Ahmed Elgohary Ghoneim
Scalable Embeddings for Data Clustering on MapReduce
Karray, Fakhreddine and Kamel, Mohamed S.
In today's era of big data, there is an increasing demand from businesses and industries to get an edge over competitors by making the best use of their data. Clustering is one of the powerful tools that data scientists can employ to discover natural groupings in data. The k-means algorithm is the most commonly-used data clustering method. It has gained popularity due to its effectiveness on many data sets as well as the ease of its implementation on different computing architectures. The k-means algorithm, however, assumes that data are available in an attribute-value format, and that all attributes can be turned into numeric values so that each data instance is represented as a point or vector in some space, where the algorithm can be applied. These assumptions are impractical for real data, and they hinder the utilization of complex data structures in real-world clustering problems. Examples include grouping users in a social network based on their friendship networks, clustering customers according to their behaviour, and grouping proteins based on their structure.
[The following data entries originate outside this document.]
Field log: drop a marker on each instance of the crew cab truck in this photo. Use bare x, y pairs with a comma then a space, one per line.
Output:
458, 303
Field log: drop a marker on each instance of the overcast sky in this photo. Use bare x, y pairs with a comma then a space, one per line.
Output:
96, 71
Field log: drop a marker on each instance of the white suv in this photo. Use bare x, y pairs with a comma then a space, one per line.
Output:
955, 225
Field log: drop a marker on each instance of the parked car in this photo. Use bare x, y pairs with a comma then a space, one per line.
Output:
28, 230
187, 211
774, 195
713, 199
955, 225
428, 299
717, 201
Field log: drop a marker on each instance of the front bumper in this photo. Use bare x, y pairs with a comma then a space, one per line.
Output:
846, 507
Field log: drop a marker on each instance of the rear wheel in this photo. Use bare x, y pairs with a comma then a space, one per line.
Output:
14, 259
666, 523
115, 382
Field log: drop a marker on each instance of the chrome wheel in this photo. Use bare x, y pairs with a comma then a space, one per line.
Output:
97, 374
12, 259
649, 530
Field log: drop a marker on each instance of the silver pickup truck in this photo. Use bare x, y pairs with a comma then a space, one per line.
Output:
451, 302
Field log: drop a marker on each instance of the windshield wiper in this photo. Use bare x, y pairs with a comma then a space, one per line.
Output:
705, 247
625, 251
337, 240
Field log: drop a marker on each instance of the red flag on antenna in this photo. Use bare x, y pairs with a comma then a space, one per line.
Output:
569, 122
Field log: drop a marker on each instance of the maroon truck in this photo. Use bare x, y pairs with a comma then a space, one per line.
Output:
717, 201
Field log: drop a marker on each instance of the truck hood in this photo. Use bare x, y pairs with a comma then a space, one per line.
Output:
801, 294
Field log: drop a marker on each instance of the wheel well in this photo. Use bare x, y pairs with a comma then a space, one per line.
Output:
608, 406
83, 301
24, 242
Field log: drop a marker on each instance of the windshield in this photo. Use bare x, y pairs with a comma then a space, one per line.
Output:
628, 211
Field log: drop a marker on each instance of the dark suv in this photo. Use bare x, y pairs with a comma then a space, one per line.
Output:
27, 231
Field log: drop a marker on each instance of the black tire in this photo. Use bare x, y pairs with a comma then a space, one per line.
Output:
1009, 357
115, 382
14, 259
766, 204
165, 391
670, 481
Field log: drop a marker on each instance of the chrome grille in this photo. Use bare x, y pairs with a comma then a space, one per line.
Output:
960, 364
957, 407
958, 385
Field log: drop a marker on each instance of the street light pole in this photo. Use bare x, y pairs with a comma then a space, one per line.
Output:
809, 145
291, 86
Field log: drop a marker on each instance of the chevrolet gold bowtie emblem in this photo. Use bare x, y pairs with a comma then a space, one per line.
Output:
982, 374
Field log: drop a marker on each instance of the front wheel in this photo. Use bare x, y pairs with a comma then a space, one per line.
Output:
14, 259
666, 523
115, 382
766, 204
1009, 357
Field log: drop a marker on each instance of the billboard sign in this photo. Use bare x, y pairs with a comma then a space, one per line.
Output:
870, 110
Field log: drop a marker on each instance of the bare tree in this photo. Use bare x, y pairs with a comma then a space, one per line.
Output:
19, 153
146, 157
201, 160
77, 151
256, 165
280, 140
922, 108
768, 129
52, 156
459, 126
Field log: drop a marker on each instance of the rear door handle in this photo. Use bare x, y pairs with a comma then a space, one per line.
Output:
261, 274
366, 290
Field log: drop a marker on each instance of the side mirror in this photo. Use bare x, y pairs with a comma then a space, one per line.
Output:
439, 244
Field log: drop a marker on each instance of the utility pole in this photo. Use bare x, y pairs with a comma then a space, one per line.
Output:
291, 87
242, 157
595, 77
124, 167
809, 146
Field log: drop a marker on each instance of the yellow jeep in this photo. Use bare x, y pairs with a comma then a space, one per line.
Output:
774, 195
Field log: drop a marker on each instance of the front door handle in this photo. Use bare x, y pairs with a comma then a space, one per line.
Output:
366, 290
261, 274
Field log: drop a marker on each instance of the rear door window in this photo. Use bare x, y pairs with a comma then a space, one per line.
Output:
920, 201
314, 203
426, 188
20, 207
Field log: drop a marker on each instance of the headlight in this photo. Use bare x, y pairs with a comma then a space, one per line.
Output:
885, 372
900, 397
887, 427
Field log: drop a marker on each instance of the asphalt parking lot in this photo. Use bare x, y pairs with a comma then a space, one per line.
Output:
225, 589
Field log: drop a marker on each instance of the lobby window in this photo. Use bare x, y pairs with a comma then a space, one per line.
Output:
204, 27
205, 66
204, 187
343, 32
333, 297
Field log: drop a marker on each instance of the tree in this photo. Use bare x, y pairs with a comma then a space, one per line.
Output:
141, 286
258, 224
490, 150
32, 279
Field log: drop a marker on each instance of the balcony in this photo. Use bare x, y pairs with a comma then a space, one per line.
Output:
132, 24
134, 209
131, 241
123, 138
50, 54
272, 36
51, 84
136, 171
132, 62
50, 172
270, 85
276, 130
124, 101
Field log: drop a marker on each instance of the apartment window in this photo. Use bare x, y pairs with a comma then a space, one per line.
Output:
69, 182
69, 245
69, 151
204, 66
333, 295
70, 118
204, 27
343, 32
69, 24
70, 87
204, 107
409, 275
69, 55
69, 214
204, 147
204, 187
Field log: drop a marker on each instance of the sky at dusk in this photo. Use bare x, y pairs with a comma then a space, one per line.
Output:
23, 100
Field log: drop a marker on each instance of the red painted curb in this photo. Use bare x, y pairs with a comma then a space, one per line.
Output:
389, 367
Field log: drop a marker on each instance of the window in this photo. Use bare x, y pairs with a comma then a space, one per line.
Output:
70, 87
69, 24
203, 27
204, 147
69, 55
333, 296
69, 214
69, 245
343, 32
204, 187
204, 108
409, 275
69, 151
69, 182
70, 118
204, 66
Data scientists tend to simplify these complex structures to a vectorized format, and accordingly lose the richness of the data they have.
The kernel k-means is an effective method for data clustering which extends the k-means algorithm to work on a similarity matrix over complex data structures. The kernel k-means algorithm is, however, computationally very complex as it requires the complete kernel matrix to be calculated and stored. Further, the kernelized nature of the kernel k-means algorithm hinders the parallelization of its computations on modern infrastructures for distributed computing. This thesis defines a family of kernel-based low-dimensional embeddings that allows for scaling the kernel k-means on MapReduce via an efficient and unified parallelization strategy. Then, three practical methods for low-dimensional embedding that adhere to our definition of the embedding family are proposed. Combining the proposed parallelization strategy with any of the three embedding methods constitutes a complete scalable and efficient MapReduce algorithm for the kernel k-means. The efficiency and the scalability of the presented algorithms are demonstrated analytically and empirically.